Case Study 4: Find Shortest Path (Dijkstra's Algorithm)

Problem: Find the shortest path between nodes in a weighted graph.

This is the canonical case study for combining multiple data structures - each chosen for its specific role.

import heapq
from collections import defaultdict
from typing import Optional

def dijkstra(graph: dict, start: str, end: str) -> tuple[Optional[float], list]:
    """
    Dijkstra's shortest path algorithm.

    Data structures chosen:
    - defaultdict(list): adjacency list - O(1) neighbor lookup per node
    - heapq: min-heap priority queue - O(log V) push/pop for smallest distance
    - dict (distances): O(1) distance lookup by node name
    - set (visited): O(1) membership check to skip processed nodes

    Time:  O((V + E) log V) where V = vertices, E = edges
    Space: O(V + E) for graph + O(V) for distances/visited
    """
    # Min-heap: (distance, node, path_so_far)
    heap = [(0, start, [start])]
    # Best known distance to each node
    distances = {start: 0}
    # Nodes fully processed (their shortest path is finalized)
    visited = set()

    while heap:
        dist, node, path = heapq.heappop(heap)  # O(log V)
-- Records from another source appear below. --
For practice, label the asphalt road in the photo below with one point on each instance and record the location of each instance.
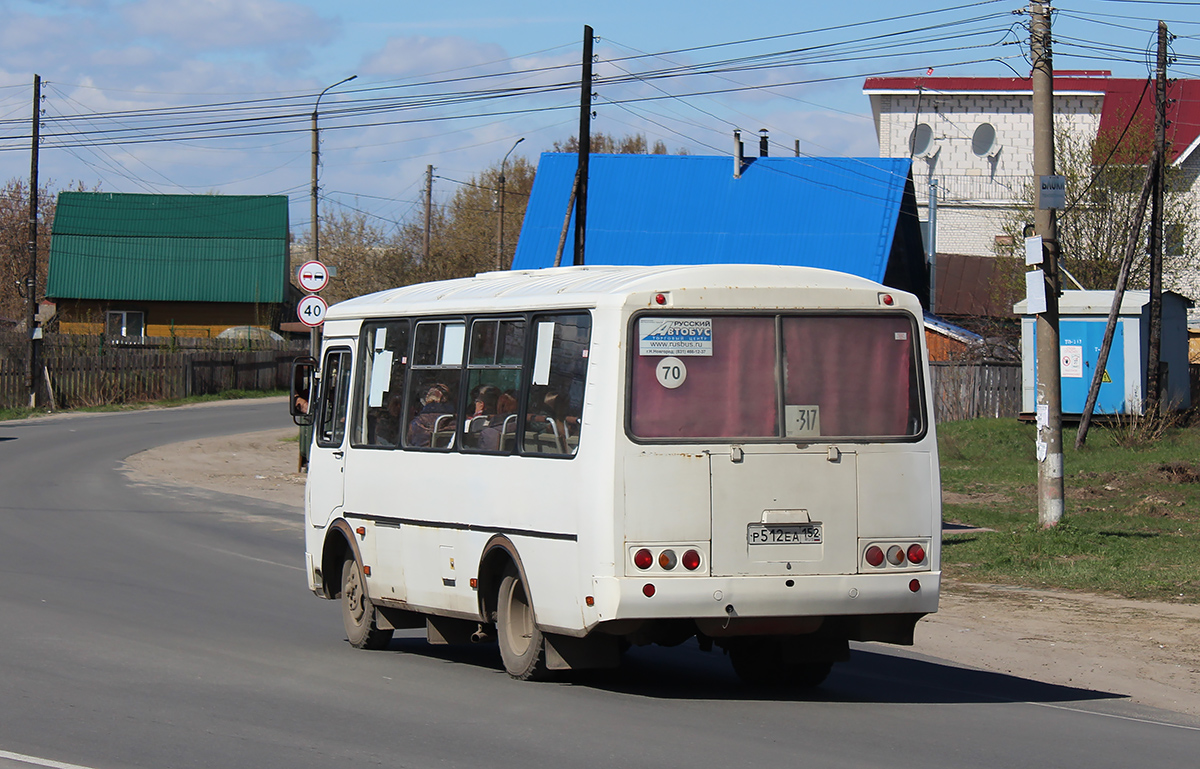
(143, 626)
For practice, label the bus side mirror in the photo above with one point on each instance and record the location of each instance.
(300, 400)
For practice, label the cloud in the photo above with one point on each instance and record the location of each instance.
(229, 24)
(420, 55)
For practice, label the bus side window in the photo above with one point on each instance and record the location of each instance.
(433, 384)
(334, 396)
(379, 392)
(555, 409)
(493, 379)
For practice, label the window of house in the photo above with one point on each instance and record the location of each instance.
(125, 323)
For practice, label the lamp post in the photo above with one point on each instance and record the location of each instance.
(499, 226)
(316, 221)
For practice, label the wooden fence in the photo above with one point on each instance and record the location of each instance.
(94, 373)
(971, 390)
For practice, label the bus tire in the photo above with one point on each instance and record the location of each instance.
(522, 644)
(358, 612)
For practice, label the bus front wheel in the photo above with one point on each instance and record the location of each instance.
(358, 612)
(522, 646)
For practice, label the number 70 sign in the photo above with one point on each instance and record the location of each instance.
(311, 311)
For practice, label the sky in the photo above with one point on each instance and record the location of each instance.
(199, 96)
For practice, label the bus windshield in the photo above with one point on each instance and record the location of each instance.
(789, 377)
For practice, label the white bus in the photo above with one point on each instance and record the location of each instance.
(575, 460)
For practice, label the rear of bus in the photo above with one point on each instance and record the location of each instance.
(778, 488)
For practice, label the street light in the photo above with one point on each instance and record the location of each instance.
(499, 226)
(316, 222)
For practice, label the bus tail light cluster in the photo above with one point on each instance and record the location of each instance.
(895, 554)
(669, 559)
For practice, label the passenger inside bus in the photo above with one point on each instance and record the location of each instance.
(435, 416)
(484, 400)
(388, 421)
(497, 433)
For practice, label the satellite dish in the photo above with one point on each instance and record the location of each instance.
(983, 143)
(921, 140)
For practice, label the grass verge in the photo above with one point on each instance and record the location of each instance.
(1132, 517)
(226, 395)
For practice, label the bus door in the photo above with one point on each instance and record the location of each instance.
(327, 462)
(780, 510)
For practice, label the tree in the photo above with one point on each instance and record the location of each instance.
(1104, 178)
(603, 143)
(364, 254)
(15, 245)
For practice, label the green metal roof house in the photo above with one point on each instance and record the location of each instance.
(167, 265)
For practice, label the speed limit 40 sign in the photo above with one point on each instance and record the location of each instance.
(311, 311)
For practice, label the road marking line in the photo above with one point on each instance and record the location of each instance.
(1114, 715)
(261, 560)
(40, 762)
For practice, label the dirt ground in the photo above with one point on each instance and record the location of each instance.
(1147, 652)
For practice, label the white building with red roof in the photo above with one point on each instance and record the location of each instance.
(975, 137)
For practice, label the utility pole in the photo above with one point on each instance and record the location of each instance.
(429, 214)
(1049, 385)
(35, 334)
(931, 246)
(581, 193)
(1153, 354)
(315, 334)
(499, 224)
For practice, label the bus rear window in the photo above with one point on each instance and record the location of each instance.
(784, 377)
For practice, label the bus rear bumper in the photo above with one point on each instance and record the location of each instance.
(733, 598)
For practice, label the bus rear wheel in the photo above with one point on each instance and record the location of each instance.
(522, 644)
(358, 612)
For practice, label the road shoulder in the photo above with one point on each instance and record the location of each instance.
(1147, 652)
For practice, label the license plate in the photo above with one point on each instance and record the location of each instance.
(784, 534)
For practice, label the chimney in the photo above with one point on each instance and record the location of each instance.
(737, 154)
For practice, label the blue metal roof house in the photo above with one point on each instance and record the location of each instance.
(851, 215)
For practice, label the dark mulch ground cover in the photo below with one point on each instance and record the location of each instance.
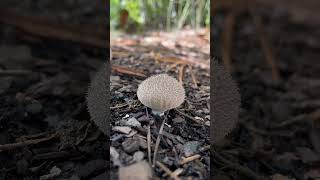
(46, 132)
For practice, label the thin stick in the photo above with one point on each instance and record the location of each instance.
(149, 138)
(173, 175)
(266, 48)
(189, 159)
(158, 142)
(194, 79)
(227, 41)
(16, 72)
(26, 143)
(241, 169)
(149, 144)
(181, 73)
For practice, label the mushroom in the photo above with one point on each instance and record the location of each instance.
(161, 93)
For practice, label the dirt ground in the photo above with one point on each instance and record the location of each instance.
(45, 128)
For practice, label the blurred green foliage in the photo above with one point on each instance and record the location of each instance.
(161, 14)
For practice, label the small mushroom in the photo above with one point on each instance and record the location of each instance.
(161, 93)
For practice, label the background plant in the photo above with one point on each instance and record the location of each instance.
(164, 14)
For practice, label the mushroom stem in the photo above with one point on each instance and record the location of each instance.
(158, 142)
(158, 113)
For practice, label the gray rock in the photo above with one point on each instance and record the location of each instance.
(133, 122)
(190, 148)
(130, 145)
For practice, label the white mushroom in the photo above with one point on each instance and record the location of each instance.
(161, 93)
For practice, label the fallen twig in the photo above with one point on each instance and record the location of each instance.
(241, 169)
(125, 70)
(227, 41)
(173, 175)
(194, 79)
(158, 142)
(189, 117)
(15, 72)
(6, 147)
(181, 73)
(189, 159)
(266, 48)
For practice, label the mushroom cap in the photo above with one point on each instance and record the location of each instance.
(225, 102)
(161, 92)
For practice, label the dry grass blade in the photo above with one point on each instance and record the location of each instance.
(173, 175)
(125, 70)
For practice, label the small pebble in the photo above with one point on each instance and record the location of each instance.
(130, 145)
(190, 148)
(34, 108)
(138, 156)
(137, 171)
(133, 122)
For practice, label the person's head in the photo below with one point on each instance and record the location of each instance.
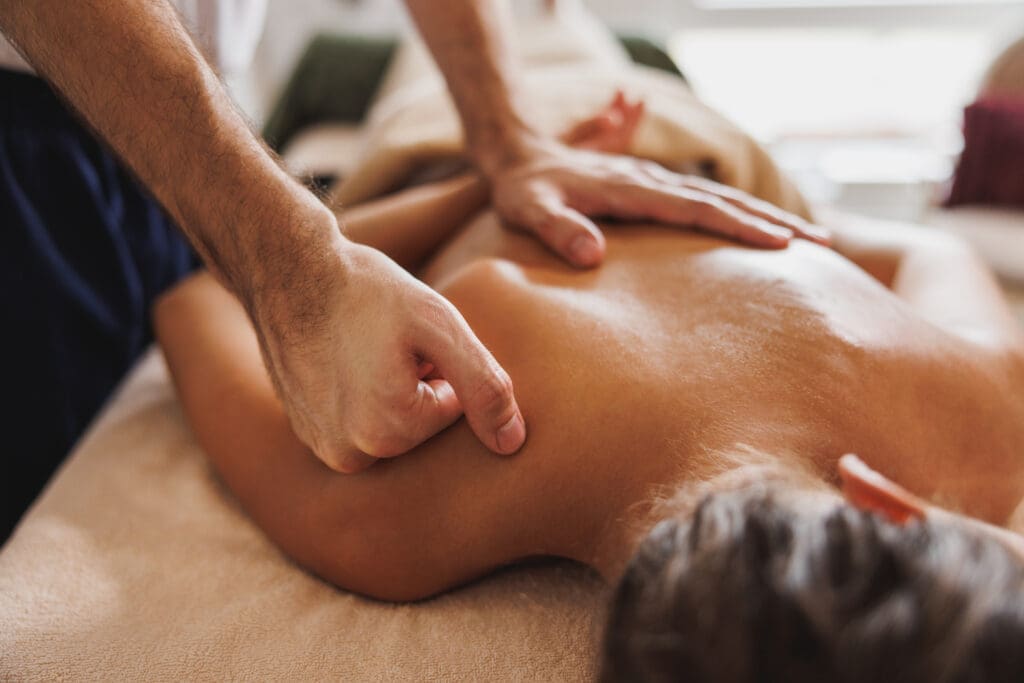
(780, 580)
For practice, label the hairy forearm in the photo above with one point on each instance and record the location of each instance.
(133, 73)
(467, 41)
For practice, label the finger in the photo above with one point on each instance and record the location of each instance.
(765, 210)
(566, 231)
(707, 212)
(355, 462)
(481, 385)
(590, 128)
(435, 408)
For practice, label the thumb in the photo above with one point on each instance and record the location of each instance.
(482, 387)
(567, 232)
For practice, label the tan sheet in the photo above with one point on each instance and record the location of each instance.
(417, 124)
(135, 564)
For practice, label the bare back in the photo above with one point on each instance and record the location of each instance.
(682, 345)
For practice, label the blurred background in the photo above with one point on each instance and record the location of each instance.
(861, 101)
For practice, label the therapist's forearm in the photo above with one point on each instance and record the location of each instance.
(469, 46)
(133, 73)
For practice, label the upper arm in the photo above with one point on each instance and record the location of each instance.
(403, 529)
(939, 275)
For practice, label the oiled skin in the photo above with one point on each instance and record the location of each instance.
(631, 377)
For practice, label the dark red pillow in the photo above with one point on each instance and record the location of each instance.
(991, 168)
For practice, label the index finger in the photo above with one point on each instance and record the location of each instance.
(482, 386)
(682, 206)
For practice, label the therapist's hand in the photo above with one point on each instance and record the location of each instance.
(370, 363)
(553, 190)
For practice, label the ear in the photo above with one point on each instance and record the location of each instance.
(866, 489)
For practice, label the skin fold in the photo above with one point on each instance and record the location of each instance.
(638, 379)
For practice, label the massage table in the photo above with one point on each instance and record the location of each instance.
(136, 563)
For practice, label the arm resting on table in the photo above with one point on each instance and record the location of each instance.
(402, 530)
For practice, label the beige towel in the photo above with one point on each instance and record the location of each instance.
(135, 564)
(417, 125)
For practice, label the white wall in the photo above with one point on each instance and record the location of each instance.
(292, 23)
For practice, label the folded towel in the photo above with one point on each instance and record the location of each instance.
(990, 167)
(136, 564)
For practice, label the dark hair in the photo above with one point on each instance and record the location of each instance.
(756, 588)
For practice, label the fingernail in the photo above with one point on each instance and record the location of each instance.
(350, 464)
(584, 250)
(511, 434)
(778, 230)
(819, 233)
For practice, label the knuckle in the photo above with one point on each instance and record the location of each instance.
(710, 206)
(378, 444)
(495, 392)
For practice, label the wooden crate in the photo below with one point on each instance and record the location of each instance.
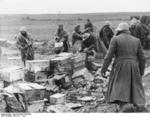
(79, 61)
(32, 91)
(36, 106)
(12, 74)
(37, 65)
(62, 64)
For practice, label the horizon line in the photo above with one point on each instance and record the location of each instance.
(74, 13)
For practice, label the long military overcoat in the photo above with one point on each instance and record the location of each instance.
(125, 83)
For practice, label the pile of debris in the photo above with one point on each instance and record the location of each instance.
(59, 84)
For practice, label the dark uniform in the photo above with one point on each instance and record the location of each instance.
(140, 31)
(64, 38)
(106, 34)
(125, 84)
(24, 44)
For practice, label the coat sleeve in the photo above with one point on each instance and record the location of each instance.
(110, 54)
(141, 58)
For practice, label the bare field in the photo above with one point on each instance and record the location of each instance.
(43, 27)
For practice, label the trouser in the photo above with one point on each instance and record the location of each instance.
(27, 55)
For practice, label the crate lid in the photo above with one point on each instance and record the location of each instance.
(12, 68)
(36, 61)
(57, 95)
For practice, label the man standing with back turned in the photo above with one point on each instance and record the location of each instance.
(125, 83)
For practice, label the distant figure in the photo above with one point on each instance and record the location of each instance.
(58, 46)
(139, 30)
(125, 82)
(62, 35)
(89, 25)
(89, 47)
(77, 39)
(25, 45)
(106, 34)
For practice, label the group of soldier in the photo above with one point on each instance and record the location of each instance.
(124, 49)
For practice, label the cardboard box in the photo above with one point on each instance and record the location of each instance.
(36, 106)
(12, 74)
(57, 99)
(37, 65)
(63, 64)
(32, 91)
(79, 61)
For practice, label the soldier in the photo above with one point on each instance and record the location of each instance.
(125, 84)
(89, 25)
(77, 39)
(106, 34)
(25, 45)
(62, 35)
(139, 30)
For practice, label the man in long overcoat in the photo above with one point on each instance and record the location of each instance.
(25, 45)
(106, 34)
(125, 83)
(140, 31)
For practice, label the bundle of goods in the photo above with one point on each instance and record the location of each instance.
(12, 74)
(36, 70)
(62, 63)
(24, 96)
(78, 61)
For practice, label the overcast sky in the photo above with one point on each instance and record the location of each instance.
(72, 6)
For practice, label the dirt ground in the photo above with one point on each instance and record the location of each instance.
(43, 29)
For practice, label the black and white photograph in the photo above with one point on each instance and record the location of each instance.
(74, 56)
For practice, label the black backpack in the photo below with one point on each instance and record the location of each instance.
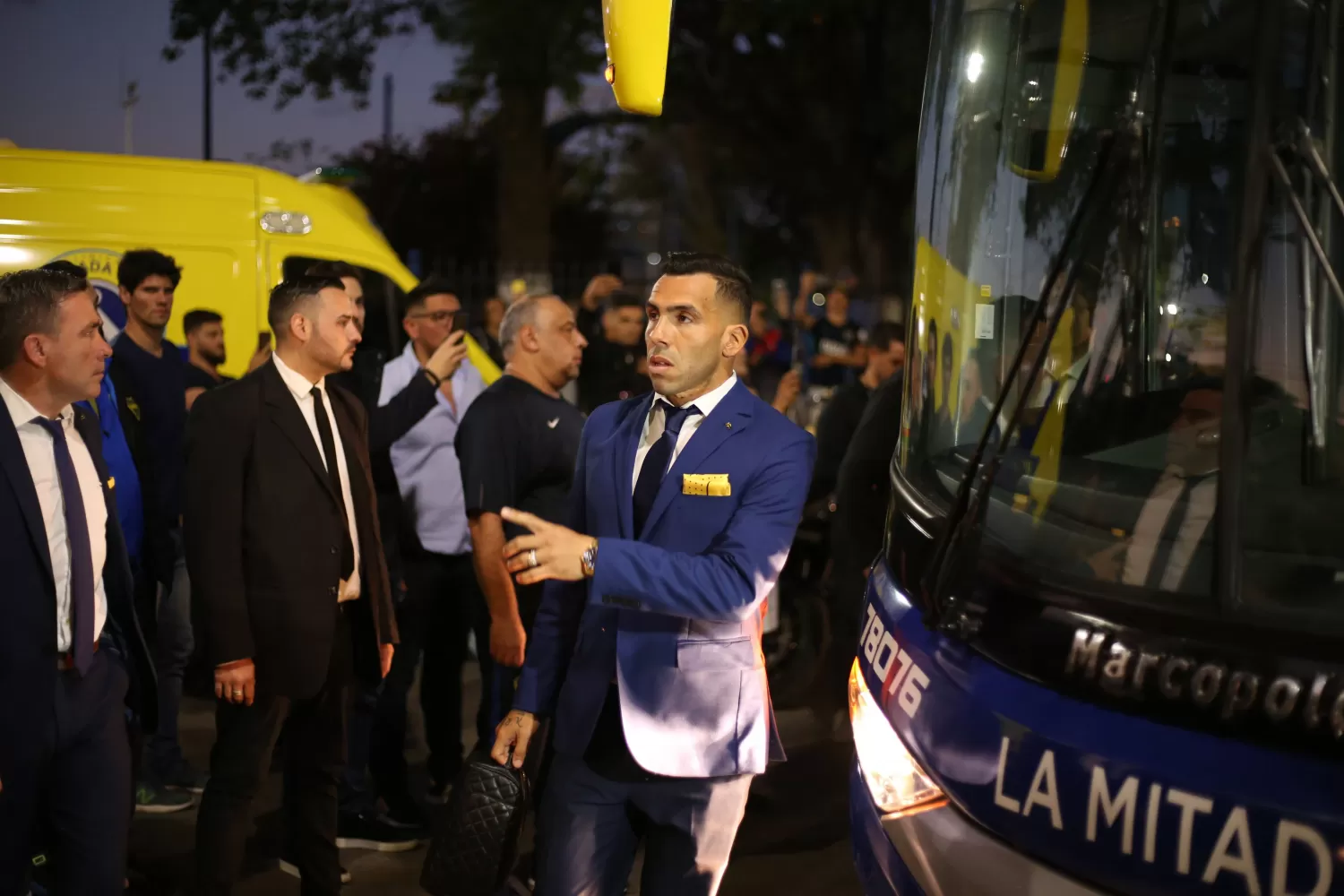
(475, 849)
        if node in visited:
            continue         # Already processed with a shorter path
        visited.add(node)

        if node == end:
            return dist, path

        for neighbor, weight in graph[node]:
            if neighbor not in visited:
                new_dist = dist + weight
                if new_dist < distances.get(neighbor, float('inf')):
                    distances[neighbor] = new_dist
                    heapq.heappush(heap, (new_dist, neighbor, path + [neighbor]))

    return None, []  # No path exists

# Build graph using defaultdict
graph = defaultdict(list)
edges = [
    ("A", "B", 4), ("A", "C", 2),
    ("B", "D", 3), ("B", "C", 1),
    ("C", "D", 5), ("C", "E", 8),
    ("D", "E", 2), ("D", "F", 6),
    ("E", "F", 1),
]
for u, v, w in edges:
    graph[u].append((v, w))
    graph[v].append((u, w))  # Undirected

distance, path = dijkstra(graph, "A", "F")
print(f"Shortest distance A → F: {distance}")  # 10
print(f"Path: {' → '.join(path)}")             # A → C → B → D → E → F

Why each structure was chosen:

defaultdict(list) for graph:
  → Adding edges: graph[u].append((v, w)) - no KeyError for first edge
  → Neighbor lookup: graph[node] - O(1)
  → Alternative (dict) would need: if u not in graph: graph[u] = []

heapq for priority queue:
  → Always extract the node with MINIMUM current distance
  → heappop: O(log V) - far better than scanning all V nodes O(V)
  → Alternative (sorted list): re-sorting after each insert is O(V log V) per step

dict for distances:
  → O(1) lookup and update: distances[neighbor] = new_dist
  → Alternative (list): only works if nodes are integers 0..V

set for visited:
  → O(1) membership check: if neighbor not in visited
  → Alternative (list): O(V) per check → O(V²) total = catastrophic

Case Study 5: Merge User Preferences from Multiple Configuration Sources

Problem: A web application has three sources of configuration, in priority order: (1) per-request overrides, (2) user preferences from DB, (3) global defaults. Implement efficient lookup that respects priority and stays live (changes to user prefs are immediately visible).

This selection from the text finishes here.